# Red Devil wants a friend!



## Greg (Feb 16, 2007)

I have a Midas Cichild aka Red Devil Cichlid name Redz :fish:. I want to put it into a larger 55 gal tank from a 20 gal. tank. With more room inside the 55 gal., I was thinking about getting it a friend, if not two :console:. Any comments and suggestions on what other species of Cichild or another type of freshwater fish that is fit to go with a Red Devil? Any hints on breeding Red Devils? Because I was also 
thinking about just simply getting another one and end it at that.


----------



## ron v (Feb 24, 2005)

How big are the fish? The only chance for two midas in a 55 is if they are a mated pair. Even then it would be risky. The best way to get a pair is to put several (at least 4-6) in the tank and let them pair up. The smaller the initial size the better.


----------



## Greg (Feb 16, 2007)

ron v said:


> How big are the fish? The only chance for two midas in a 55 is if they are a mated pair. Even then it would be risky. The best way to get a pair is to put several (at least 4-6) in the tank and let them pair up. The smaller the initial size the better.
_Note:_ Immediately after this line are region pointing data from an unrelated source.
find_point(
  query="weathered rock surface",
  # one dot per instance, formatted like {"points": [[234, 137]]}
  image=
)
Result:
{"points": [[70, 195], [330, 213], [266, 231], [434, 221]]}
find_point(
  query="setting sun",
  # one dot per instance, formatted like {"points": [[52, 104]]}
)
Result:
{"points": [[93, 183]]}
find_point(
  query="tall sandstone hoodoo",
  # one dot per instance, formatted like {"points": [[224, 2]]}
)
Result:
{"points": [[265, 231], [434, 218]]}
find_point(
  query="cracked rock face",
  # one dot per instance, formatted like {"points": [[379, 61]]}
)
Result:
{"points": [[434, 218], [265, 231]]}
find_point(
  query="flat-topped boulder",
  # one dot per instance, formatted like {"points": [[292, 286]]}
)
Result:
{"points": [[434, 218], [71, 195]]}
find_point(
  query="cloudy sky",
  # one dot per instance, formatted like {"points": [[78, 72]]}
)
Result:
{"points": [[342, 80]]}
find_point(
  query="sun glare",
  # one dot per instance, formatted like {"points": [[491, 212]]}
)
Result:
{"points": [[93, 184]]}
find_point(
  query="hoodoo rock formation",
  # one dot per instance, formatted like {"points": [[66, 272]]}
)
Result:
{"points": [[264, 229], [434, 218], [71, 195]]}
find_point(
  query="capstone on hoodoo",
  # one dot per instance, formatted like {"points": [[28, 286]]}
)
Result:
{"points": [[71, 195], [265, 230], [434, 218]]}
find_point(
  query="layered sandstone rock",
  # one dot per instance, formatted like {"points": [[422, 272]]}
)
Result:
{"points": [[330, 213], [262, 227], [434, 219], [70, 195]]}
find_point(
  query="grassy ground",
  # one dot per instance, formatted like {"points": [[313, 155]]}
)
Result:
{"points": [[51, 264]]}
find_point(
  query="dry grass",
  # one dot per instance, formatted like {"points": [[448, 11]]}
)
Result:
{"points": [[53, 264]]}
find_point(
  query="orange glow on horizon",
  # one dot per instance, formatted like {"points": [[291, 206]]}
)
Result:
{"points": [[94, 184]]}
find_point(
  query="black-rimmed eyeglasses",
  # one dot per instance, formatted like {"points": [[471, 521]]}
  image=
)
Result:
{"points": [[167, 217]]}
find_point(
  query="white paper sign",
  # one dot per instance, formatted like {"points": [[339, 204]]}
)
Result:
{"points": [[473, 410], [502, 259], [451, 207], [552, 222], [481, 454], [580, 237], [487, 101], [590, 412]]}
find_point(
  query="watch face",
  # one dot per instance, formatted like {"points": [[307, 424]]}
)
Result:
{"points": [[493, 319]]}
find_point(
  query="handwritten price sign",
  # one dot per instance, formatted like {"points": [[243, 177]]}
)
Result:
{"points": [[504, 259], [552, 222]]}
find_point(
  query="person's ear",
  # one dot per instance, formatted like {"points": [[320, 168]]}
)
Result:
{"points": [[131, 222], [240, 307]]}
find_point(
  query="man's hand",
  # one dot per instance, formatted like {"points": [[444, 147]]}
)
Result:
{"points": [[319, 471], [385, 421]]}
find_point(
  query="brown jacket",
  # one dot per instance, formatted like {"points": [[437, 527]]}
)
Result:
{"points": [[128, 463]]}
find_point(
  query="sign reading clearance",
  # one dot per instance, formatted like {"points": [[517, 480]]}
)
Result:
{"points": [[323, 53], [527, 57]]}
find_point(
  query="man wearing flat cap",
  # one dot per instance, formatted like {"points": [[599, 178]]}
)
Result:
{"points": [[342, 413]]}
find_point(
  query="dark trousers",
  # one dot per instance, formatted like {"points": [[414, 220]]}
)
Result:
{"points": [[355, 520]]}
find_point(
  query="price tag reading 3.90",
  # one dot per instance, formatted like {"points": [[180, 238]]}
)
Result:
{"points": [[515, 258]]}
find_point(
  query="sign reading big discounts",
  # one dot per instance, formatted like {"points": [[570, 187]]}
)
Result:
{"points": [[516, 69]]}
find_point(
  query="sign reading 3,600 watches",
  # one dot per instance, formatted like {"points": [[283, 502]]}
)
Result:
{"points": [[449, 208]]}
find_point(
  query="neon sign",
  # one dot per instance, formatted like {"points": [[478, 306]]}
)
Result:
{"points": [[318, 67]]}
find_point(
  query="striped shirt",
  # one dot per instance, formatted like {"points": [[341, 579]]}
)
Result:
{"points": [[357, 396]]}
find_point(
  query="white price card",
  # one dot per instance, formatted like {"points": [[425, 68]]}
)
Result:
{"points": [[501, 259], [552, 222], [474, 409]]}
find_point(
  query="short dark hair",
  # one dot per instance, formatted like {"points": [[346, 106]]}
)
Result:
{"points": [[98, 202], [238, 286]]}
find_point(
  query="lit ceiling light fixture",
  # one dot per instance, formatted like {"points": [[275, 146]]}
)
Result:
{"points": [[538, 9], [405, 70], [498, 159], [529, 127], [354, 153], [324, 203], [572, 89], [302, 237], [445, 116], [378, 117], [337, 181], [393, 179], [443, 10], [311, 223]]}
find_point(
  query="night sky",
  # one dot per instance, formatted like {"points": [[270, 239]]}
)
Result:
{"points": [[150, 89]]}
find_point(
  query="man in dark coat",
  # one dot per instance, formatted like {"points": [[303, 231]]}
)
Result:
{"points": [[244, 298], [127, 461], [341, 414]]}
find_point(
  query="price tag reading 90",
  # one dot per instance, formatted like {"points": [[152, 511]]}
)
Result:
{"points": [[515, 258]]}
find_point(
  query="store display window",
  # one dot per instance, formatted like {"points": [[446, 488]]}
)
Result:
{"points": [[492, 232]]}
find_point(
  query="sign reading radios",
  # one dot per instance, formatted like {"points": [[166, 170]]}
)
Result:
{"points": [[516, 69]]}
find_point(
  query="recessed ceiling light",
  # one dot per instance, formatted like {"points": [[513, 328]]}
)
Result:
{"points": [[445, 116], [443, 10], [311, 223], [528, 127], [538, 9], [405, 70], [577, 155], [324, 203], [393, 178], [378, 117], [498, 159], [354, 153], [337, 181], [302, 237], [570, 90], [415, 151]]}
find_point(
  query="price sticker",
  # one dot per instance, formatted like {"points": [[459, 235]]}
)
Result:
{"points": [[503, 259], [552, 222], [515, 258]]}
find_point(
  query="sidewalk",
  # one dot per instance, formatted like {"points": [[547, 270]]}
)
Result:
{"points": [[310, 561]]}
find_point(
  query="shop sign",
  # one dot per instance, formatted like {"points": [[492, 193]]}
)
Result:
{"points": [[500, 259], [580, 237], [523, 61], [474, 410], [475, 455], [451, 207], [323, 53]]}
Then it might be a no go to introduce another Midas then. Mine is far from a small fish but wouldn't hurt to still try and especially use your advice.


----------



## Blue Cray (Oct 19, 2007)

Well if it is a midas why dont you get the right sized tank for it (100g+) and if it is a midas you cant have tankmates it will kill anything even yyour hand isnt safe.


----------



## RLHam3 (Sep 17, 2008)

sorry to tell you this but 55gal is the minimum for 1 full grown midas or red devil. also these are actually two different species but are very closely related. i'm gonna guess your ciclhlid is small right now because it fit in a 20 gal. the bigger it gets the more aggressive it will be. and by the way when i say aggressive i mean that it will be a MEAN F'n fish. some times they will bite your hand while your cleaning your tank. this kinda hurts when they gro teeth. The good news is that these fish do not need any tank mates to be happy. also another cool thing is that they're really smart and will learn to recognize you. sometimes you can even teach them tricks. more more thing. when its full grown you will need some heavy duty filtration. 
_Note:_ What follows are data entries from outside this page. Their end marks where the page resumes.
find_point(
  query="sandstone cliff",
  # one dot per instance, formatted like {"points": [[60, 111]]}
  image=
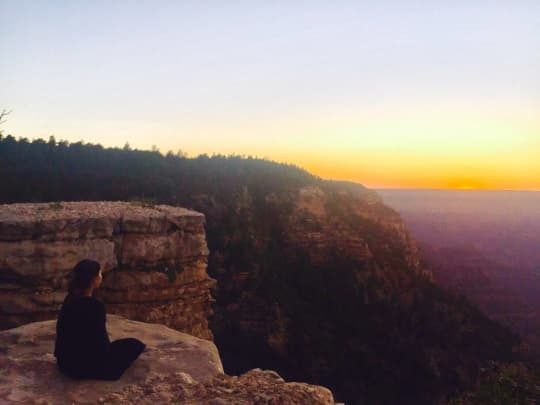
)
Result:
{"points": [[154, 261], [175, 368]]}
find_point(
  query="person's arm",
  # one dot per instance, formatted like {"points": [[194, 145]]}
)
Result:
{"points": [[98, 328]]}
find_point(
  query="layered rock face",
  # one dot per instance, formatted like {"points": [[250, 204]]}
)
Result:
{"points": [[154, 261], [174, 368]]}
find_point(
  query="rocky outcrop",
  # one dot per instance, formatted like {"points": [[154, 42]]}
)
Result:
{"points": [[174, 368], [154, 260]]}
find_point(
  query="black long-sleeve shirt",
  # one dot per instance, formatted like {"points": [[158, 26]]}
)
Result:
{"points": [[81, 334]]}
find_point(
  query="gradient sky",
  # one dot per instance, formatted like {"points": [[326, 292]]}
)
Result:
{"points": [[419, 94]]}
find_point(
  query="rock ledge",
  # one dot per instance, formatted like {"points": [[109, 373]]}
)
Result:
{"points": [[175, 368]]}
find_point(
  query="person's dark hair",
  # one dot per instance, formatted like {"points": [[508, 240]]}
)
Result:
{"points": [[82, 276]]}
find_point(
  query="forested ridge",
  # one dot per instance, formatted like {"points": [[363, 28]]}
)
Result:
{"points": [[372, 330]]}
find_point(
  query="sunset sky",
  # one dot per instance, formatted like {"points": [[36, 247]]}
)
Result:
{"points": [[413, 94]]}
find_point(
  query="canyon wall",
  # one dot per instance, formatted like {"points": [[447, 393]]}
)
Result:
{"points": [[154, 261]]}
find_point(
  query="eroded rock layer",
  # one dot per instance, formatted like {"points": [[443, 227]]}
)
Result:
{"points": [[154, 260]]}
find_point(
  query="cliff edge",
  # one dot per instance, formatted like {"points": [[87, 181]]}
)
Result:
{"points": [[174, 368], [154, 261]]}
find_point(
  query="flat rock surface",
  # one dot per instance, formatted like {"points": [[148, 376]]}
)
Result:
{"points": [[94, 209], [175, 368], [28, 372]]}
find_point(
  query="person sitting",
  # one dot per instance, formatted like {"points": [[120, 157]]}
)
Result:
{"points": [[82, 347]]}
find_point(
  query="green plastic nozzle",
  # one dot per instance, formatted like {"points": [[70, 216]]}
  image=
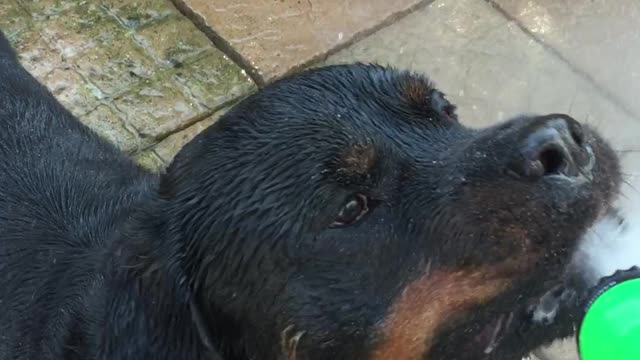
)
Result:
{"points": [[610, 328]]}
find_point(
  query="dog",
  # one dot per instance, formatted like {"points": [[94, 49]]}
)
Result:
{"points": [[342, 212]]}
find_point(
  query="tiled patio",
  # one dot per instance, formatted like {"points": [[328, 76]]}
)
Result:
{"points": [[150, 74]]}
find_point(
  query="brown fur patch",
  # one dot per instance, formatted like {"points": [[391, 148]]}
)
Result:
{"points": [[357, 161], [431, 300], [416, 91]]}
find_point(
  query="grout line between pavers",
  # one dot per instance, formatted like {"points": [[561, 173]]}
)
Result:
{"points": [[253, 72], [219, 42], [577, 70], [361, 35]]}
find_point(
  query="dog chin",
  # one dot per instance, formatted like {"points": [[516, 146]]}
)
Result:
{"points": [[611, 244]]}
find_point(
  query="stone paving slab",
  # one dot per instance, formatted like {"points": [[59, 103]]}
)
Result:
{"points": [[493, 70], [136, 71], [276, 36], [600, 37]]}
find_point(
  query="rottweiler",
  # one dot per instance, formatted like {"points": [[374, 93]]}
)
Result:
{"points": [[343, 212]]}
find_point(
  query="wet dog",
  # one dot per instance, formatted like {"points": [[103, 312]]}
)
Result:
{"points": [[340, 213]]}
but i don't mean to make this fish sound bad. its really one of my favorite kinds of fish. if you have any questions feel free to send me a message


----------



## Greg (Feb 16, 2007)

RLHam3 said:


> sorry to tell you this but 55gal is the minimum for 1 full grown midas or red devil. also these are actually two different species but are very closely related. i'm gonna guess your ciclhlid is small right now because it fit in a 20 gal. the bigger it gets the more aggressive it will be. and by the way when i say aggressive i mean that it will be a MEAN F'n fish. some times they will bite your hand while your cleaning your tank. this kinda hurts when they gro teeth. The good news is that these fish do not need any tank mates to be happy. also another cool thing is that they're really smart and will learn to recognize you. sometimes you can even teach them tricks. more more thing. when its full grown you will need some heavy duty filtration.
> 
> but i don't mean to make this fish sound bad. its really one of my favorite kinds of fish. if you have any questions feel free to send me a message


I've had it for about 3-4 years and till this day.......it hasnt bite, nor snapped at me once lol, I guess its like you typed in about it being able to recognize me. But you are still right though, its just a matter of time untill it wants to bite me as it grows bigger. Your also right about it being a lone fish. There are plenty of videos of Midas or Red Devils on Youtube.com and most of them.....are in a tank by themselves. So Im not gonna get another fish, its happy alone I guess...but at least it has me and its other fishy friends in other tanks in the house. Thanks for your input and will definetly send a message if another question comes to mind.


----------



## carr65 (Nov 21, 2009)

red devils are such a pain to put other fish with even other red devils . i had red devils raised them from babies and as soon as they got to 6 inches they started beating up each other and i had them in a 125 gal tank ,needless to say i got rid of them and put arfican chilids in the tank better fish ,less problems with tank mates .red devils dont sell well in the fish stores here. one fish store i go to has so many big red devils that they feed them to a huge grouper fish every couple of months as a treat .


----------